CCR President Michael Ratner said, “making Alberto Gonzales the Attorney General of the United States would be a travesty: it would mean taking one of the legal architects of an illegal and immoral policy and installing him as the official who is charged with protecting our constitutional rights. The Gonzales memo paved the way to Abu Ghraib.”
In the same January 25 torture memo, Gonzales outlined plans to use military “commissions” to try prisoners so the Administration could deny them all military and civilian protections. These commissions were suspended indefinitely at Guantánamo due to a ruling by a federal judge this week.
More on Gonzales:
Gonzales is an old Bush crony from back in Texas who supported their friends’ corporate interests and took contributions from Halliburton and Enron when he was a judge.
As counsel to the Governor of Texas from 1995 to 1997, he provided Bush with what the Atlantic Monthly characterized as “scant summaries” on capital punishment cases that ''repeatedly failed to apprise the governor of crucial issues in the cases at hand: ineffective counsel, conflict of interest, mitigating evidence, even actual evidence of innocence.'' He did 57 such summaries, including for the case of Terry Washington, a mentally retarded man executed for murdering a restaurant manager. The jury was never told of his mental condition. Gonzales wrote a three-page summary of the case for Bush, which mentioned only that a 30-page plea for clemency by the defendant’s counsel (including the issue of his mental competency) was rejected by the Texas parole board.
Gonzales was Chief Justice of the Texas Supreme Court from 1998-2000. During that time, Vice President Dick Cheney was head of Halliburton, and it was the second-largest corporate contributor to Texas Supreme Court races. Over a period of seven years, five cases involving Halliburton went before the Court, and the Court consistently ruled in favor of the corporation or let a lower court decision favorable to Halliburton stand without re-hearing the case.
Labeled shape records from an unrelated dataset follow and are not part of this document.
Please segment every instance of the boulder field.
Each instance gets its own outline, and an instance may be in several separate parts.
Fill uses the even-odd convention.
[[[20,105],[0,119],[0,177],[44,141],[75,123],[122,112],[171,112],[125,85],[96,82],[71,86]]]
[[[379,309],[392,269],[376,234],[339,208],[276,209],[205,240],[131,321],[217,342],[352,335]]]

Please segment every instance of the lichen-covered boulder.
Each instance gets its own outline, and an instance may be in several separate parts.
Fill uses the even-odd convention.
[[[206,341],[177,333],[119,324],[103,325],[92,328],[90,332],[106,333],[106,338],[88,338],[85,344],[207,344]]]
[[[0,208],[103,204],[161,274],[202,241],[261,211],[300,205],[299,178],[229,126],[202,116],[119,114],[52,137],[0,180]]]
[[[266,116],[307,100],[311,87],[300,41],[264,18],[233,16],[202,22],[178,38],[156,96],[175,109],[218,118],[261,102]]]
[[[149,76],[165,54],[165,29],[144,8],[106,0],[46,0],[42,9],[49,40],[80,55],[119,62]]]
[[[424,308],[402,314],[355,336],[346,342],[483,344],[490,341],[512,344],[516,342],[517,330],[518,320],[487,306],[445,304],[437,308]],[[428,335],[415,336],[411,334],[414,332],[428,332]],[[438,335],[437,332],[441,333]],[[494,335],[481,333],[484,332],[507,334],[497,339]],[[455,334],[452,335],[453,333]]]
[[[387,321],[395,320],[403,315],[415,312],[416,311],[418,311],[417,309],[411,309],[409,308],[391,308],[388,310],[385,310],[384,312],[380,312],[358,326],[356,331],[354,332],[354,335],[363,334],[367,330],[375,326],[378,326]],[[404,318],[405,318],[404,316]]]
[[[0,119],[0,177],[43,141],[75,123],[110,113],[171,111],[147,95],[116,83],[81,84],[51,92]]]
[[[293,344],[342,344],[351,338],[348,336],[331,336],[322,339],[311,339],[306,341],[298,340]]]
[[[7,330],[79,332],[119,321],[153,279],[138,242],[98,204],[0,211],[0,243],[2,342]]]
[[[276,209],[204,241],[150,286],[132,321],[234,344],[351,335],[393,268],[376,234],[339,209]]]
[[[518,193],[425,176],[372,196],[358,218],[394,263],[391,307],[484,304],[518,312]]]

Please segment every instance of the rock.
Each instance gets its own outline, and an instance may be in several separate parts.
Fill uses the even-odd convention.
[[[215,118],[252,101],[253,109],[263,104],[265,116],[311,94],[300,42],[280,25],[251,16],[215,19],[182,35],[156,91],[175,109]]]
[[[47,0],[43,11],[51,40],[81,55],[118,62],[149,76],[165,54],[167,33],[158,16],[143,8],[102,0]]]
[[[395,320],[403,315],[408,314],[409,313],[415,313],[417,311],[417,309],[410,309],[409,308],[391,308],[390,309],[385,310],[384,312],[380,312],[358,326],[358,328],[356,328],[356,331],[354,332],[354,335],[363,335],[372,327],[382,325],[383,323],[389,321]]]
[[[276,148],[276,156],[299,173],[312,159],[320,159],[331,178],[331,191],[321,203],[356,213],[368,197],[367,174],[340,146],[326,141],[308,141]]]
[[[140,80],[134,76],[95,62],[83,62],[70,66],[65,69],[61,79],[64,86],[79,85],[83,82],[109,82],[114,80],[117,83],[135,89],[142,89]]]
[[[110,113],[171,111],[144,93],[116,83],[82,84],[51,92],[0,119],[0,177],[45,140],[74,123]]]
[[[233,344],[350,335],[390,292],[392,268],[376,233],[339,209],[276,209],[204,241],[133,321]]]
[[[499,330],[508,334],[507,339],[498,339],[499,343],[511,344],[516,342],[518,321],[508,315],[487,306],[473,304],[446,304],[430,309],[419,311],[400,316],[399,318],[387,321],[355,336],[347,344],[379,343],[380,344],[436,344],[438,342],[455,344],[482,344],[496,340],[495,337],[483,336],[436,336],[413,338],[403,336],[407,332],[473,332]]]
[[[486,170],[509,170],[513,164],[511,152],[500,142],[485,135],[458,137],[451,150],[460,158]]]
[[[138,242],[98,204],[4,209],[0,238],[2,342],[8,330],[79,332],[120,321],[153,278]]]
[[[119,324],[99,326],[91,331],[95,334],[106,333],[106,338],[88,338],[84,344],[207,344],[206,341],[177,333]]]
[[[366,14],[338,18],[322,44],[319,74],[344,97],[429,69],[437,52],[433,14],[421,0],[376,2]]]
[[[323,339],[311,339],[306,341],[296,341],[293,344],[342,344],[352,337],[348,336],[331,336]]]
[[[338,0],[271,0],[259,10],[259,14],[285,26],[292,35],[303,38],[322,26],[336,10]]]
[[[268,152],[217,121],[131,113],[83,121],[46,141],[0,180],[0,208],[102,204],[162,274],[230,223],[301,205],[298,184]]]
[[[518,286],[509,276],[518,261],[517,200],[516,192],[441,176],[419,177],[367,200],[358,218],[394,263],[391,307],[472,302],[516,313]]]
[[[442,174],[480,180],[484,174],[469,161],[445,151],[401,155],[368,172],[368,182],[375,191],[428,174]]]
During this same period, Gonzales lawfully accepted $14,000 from Enron, yet he subsequently did not recuse himself from the Administration’s investigation of the Enron scandal when he was White House counsel.
Gonzales upheld a law requiring parents to be notified before a minor could get an abortion, though the law, like most parental-notification laws, allowed judges to waive the requirement if observing it could be expected to lead to the abuse of the girl in question
In another nod to corporate interests over those of the people, his decision in Fort Worth v. Zimlich eliminated a key shield protecting whistleblowers from retaliation.
As White House Counsel, from 2000 to the present, Gonzales led the Bush Administration’s blocking of access by the Government Accountability Office to documents from Cheney’s secret energy policy meetings.